Convinced? Now where and when do you get the shots? The when question is easier so I’ll start there. Flu season typically starts in November and goes through the following April so try to get flu vaccines by November. This, however, may be difficult since supplies of H1N1 flu vaccine are short. As of this writing, neither our local school or family pediatrician have received any H1N1 flu vaccine.
Remember that children also should get a regular flu vaccine as well. H1N1 isn’t the only flu virus going around. The CDC calls this the “seasonal flu vaccine”. Check with your doctor or local health department on where you can get the seasonal flu vaccine.

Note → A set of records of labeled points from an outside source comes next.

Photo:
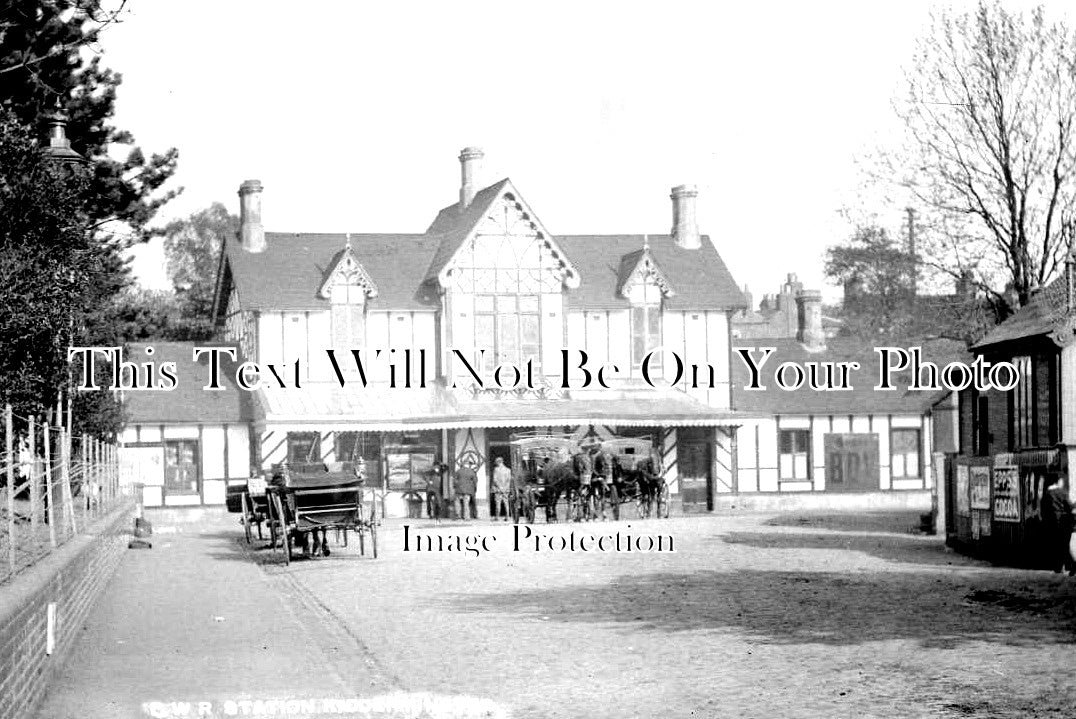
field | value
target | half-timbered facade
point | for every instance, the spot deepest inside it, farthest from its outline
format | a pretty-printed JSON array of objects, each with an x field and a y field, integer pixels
[{"x": 441, "y": 344}]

Final note: Is it H1N1 or Swine flu? The CDC says the correct name to use is H1N1. The explanation is better left to the CDC (read more at CDC):
This virus was originally referred to as “swine flu” because laboratory testing showed that many of the genes in this new virus were very similar to influenza viruses that normally occur in pigs (swine) in North America. But further study has shown that this new virus is very different from what normally circulates in North American pigs. It has two genes from flu viruses that normally circulate in pigs in Europe and Asia and bird (avian) genes and human genes. Scientists call this a “quadruple reassortant” virus.
I hope that helps the parents out there wondering the same things I am. Here’s hoping parents and children stay healthy this flu season.
October 26, 2009 at 12:07 am
A friend told me another benefit of the nasal spray is that it may be more site-specific, i.e. protect better against H1N1 entering the nose though I’ve found no source to support this.